The grit and gumption of Jabna Chauhan, India's youngest 'sarpanch'

At 22 and a half years, she became the country's youngest sarpanch. She has since carried out campaigns to reform her village

The grit and gumption of Jabna Chauhan, India's youngest 'sarpanch'
Jabna Chauhan has been able to reduce consumption of alcohol in her panchayat
Aditi Phadnis
Last Updated : Sep 16 2017 | 9:25 PM IST
Jabna Chauhan, India’s youngest sarpanch, intercedes seriously. “22 and a half. That’s how old I was when I was elected sarpanch, not 22,” she said, as if to explain that she was not too young to do a job few consider at her age.

Chauhan is 23 now and sarpanch of the Tharjoon panchayat in the Mandi district of Himachal Pradesh. She is also a journalist — and the only woman of her age in her panchayat.

It wasn’t her idea to contest the panchayat polls, but her mother’s. Chauhan used to raise local issues through the TV channel, Oriental Times, where she worked. She gained a profile because the administration began listening to her. “I wailed to my parents, ‘not a single person will vote for me’, but they pushed me to contest” she said. “At first I did no campaigning — I was too embarrassed. But then I thought how humiliated I would feel if I lost the election. So I began introducing myself to people and promising that I would take up their problems just as I do as a journalist.”

After she was elected, much to her surprise, she started on a single-minded campaign — getting men to stop drinking. “In our area, alcohol is central to everything —births, deaths, rituals...” she said. “The temple of a local goddess, Lambodari Mata, falls in my region. It can get up to 10,000 devotees. The offering people make to her is a bottle of liquor. If all of them offer even one bottle… I just decided I had to eliminate liquor from 
our lives.”

Chauhan was attacked for her stand. “Part of it was because of my age,” she said. “Men used to accost me and say: ‘what do you know? Who are you to stop us from drinking?’ I thought that if they were attacking me like this, what must they be doing to their wives and children at home?”
 
She succeeded. If not altogether alcohol-free, consumption of liquor has drastically reduced in Tharjoon. If someone is found drinking, he or she can be fined Rs 5,000. A second offence attracts a fine double that amount.

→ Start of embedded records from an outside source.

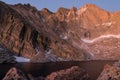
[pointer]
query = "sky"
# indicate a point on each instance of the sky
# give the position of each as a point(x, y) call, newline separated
point(53, 5)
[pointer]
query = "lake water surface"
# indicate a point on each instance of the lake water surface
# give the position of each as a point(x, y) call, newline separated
point(93, 68)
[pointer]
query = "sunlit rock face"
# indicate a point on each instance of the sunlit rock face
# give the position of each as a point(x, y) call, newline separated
point(15, 74)
point(67, 34)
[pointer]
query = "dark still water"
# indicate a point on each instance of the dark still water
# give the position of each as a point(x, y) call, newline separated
point(93, 68)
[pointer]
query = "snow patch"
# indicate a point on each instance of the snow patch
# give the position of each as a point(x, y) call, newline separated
point(21, 59)
point(100, 38)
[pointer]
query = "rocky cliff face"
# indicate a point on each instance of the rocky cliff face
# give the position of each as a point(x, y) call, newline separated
point(68, 34)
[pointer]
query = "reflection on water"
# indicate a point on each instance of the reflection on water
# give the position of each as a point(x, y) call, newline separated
point(93, 68)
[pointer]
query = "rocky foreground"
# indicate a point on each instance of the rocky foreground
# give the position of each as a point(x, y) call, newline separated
point(110, 72)
point(68, 34)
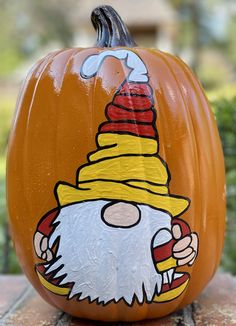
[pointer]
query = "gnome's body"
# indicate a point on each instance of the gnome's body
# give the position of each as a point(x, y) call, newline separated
point(115, 235)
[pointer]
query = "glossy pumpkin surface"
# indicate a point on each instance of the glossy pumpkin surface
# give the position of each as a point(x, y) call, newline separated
point(57, 118)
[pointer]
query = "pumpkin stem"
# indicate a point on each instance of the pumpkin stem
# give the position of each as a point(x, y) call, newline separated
point(111, 30)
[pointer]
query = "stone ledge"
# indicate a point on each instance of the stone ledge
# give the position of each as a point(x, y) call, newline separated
point(20, 305)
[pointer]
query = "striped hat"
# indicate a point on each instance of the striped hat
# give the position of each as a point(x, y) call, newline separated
point(126, 165)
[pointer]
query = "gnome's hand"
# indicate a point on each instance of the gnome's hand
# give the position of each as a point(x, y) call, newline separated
point(41, 246)
point(186, 248)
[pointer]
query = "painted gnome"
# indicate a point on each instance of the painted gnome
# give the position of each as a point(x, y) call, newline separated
point(117, 234)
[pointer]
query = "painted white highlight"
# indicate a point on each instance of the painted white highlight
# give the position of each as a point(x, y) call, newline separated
point(138, 72)
point(104, 262)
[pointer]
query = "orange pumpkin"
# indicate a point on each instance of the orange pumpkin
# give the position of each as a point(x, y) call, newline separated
point(115, 179)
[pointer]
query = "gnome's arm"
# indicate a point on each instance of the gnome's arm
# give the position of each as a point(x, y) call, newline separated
point(41, 237)
point(169, 254)
point(45, 225)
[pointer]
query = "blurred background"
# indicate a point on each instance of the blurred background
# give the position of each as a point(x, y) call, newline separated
point(202, 33)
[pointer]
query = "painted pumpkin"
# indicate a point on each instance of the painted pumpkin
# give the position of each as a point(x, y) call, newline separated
point(115, 179)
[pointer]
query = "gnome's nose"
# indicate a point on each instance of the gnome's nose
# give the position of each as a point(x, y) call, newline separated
point(121, 214)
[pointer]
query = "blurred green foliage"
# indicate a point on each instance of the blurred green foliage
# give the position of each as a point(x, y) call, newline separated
point(225, 110)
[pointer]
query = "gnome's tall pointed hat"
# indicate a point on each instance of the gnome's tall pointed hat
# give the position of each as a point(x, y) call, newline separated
point(126, 165)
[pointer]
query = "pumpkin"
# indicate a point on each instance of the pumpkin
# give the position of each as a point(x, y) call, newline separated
point(115, 179)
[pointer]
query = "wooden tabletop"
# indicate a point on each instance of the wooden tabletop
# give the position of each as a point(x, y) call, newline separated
point(20, 305)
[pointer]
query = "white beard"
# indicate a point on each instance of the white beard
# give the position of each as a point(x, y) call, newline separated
point(107, 263)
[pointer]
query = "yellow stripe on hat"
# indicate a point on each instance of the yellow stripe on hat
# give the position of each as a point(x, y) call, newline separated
point(110, 190)
point(152, 187)
point(144, 168)
point(123, 144)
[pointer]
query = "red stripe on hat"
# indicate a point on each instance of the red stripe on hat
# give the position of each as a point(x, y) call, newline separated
point(116, 114)
point(125, 127)
point(135, 89)
point(133, 102)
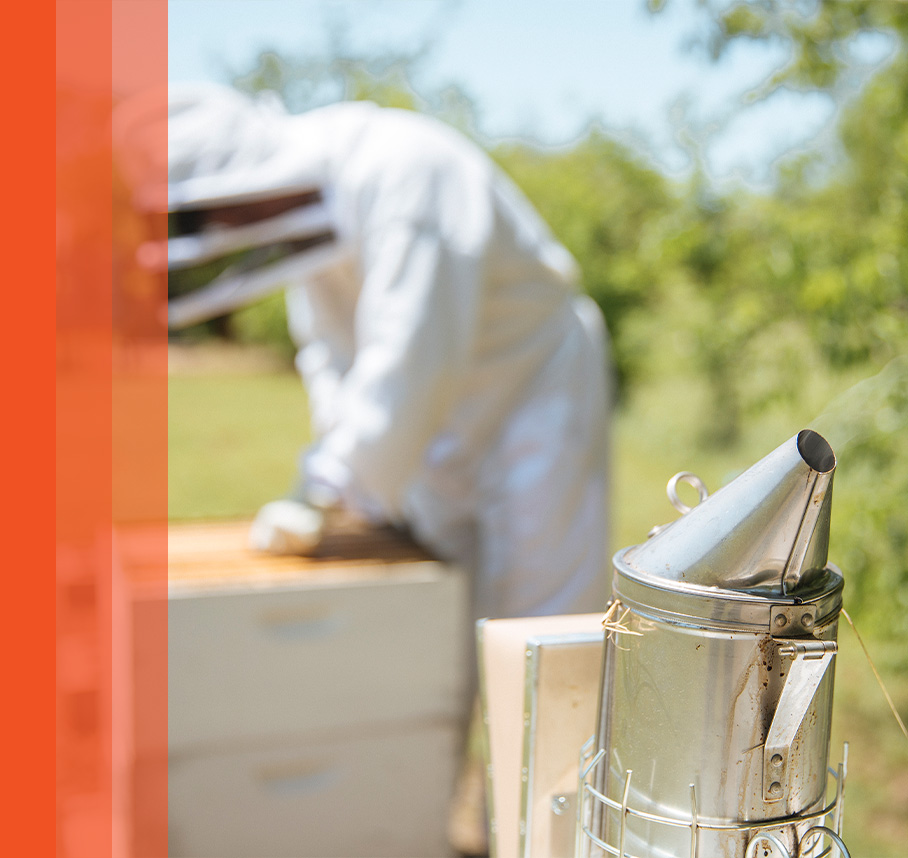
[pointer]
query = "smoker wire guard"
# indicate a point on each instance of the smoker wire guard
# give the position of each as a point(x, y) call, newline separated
point(587, 841)
point(736, 611)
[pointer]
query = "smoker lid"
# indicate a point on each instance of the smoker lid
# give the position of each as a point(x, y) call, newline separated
point(765, 534)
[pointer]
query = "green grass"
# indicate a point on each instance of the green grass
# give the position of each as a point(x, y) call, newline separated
point(233, 442)
point(234, 438)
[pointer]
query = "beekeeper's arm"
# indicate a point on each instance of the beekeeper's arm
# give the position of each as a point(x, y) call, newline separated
point(414, 330)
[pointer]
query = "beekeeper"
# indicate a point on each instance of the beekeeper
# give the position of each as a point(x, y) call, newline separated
point(457, 380)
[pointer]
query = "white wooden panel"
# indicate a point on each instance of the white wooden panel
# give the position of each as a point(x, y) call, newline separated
point(288, 658)
point(375, 796)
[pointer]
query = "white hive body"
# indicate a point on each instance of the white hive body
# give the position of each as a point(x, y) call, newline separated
point(717, 678)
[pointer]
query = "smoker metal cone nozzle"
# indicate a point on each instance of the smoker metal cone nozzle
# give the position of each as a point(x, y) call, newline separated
point(767, 531)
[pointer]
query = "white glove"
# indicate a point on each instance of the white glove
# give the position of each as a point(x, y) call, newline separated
point(287, 527)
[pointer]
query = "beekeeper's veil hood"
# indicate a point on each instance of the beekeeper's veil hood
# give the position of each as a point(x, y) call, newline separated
point(227, 154)
point(226, 147)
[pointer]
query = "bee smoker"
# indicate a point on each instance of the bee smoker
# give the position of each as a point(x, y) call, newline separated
point(712, 738)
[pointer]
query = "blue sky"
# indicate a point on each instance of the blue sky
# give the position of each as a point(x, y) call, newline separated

Then she got together with village women to make toilets, fired by Narendra Modi’s Swachh Bharat campaign. “I went to the internet and found out how we could evacuate the dirty water and reuse it to water the fields,” she said. Chauhan created a WhatsApp group for women and wants to start a school for them for embroidery and tailoring.

Chauhan has a BA degree and perhaps only she knows how tough it was for her to study this far: Her college was 40 km from home so she would walk 20 km to the bus stop and travel another 20 km by bus to attend classes. On the return journey, it was the same routine — travel by bus and then walk 20 km. She now wants a college near her home so that girls like herself can study. “I  come from a very poor family,” she said. “There were times when I thought I should just give up studying. But my resolve paid off.” The high point of her life was being invited to the premiere of Toilet: Ek Prem Katha, where she was honoured by actor Akshay Kumar. She was also invited to an all-India conference of sarpanches at Gandhinagar where she was feted.

Chauhan has no particular plans for the future. But she is clear she doesn’t want to fight an Assembly election. “I have made a difference in the place where I am. I’m happy with that,” she said.